Early morbidity and mortality are related to bleeding, neurologic injury (eg, stroke), cardiac failure, and pulmonary failure (eg, acute respiratory distress syndrome [ARDS]). Risk factors include emergency operation, older age, dissection, congestive heart failure (CHF), prolonged cardiopulmonary bypass time, arch replacement, previous cardiac surgery, need for concomitant coronary revascularization, and reoperation for bleeding. Late mortality is usually related to cardiac disease or distal aortic disease.

Bleeding is a potential complication for all aneurysm repairs. It is minimized by the use of antifibrinolytics, felt strips, and factors, including fresh frozen plasma and platelets. For patients who undergo hypothermic circulatory arrest, the use of aprotinin is controversial, but most groups routinely use aminocaproic acid. Coagulopathy and bleeding in severe cases may warrant the use of recombinant factor VII.

Aprotinin, an antifibrinolytic agent used to reduce operative blood loss in patients undergoing open heart surgery, is now only available via a limited-access protocol. Fergusson et al reported an increased risk for death compared with tranexamic acid or aminocaproic acid in high-risk cardiac surgery. [46]

Stroke is a major cause of morbidity and mortality and typically results from embolization of atherosclerotic debris or clot. Transesophageal echocardiography (TEE) and epiaortic ultrasonography may be beneficial in localizing appropriate areas to clamp. Patients undergoing arch repairs are at the highest risk of permanent and transient neurologic injury. Retrograde cerebral perfusion is beneficial for flushing out embolic debris, but it may be detrimental, with increased intracranial pressure and cerebral edema. Antegrade cerebral perfusion is beneficial for reducing neurologic injury during hypothermic circulatory arrest. Stroke incidence for open surgical repair versus endovascular repair of descending TAAs is equivalent.

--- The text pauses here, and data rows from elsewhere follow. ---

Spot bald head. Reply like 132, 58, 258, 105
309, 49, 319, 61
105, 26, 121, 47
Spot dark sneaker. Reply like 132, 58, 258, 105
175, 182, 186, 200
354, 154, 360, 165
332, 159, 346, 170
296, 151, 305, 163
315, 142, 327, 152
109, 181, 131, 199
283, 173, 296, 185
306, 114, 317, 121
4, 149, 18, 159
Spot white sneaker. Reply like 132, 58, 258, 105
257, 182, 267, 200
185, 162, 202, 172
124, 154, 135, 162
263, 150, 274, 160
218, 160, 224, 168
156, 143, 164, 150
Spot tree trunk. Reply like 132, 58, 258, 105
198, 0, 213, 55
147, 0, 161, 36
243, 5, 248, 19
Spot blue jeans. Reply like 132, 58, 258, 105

Myocardial infarction may occur with technical problems with coronary ostia implantation during root replacement for ascending aortic aneurysms and may require reoperation. Pulmonary dysfunction and renal dysfunction are other potentially morbid complications.

Paraparesis and paraplegia, either acute or delayed, are the most devastating complications of descending thoracic aneurysm and thoracoabdominal aneurysm repairs. Despite cerebrospinal drainage, reimplantation of intercostal arteries, evoked potential monitoring, mild hypothermia, and atrial femoral bypass, spinal cord injury still occurs. Endovascular stent grafting has not eliminated spinal cord paraplegia; the incidence varies widely, with an overall incidence of 2.7%. [30, 47, 48, 49]

Complications specific to endovascular stenting include endoleaks, stent fractures, stent graft migration or thrombosis, iliac artery rupture, retrograde dissection, microembolization, aortoesophageal fistula, and complications at the site of delivery (eg, groin infection, lymphocele, seroma).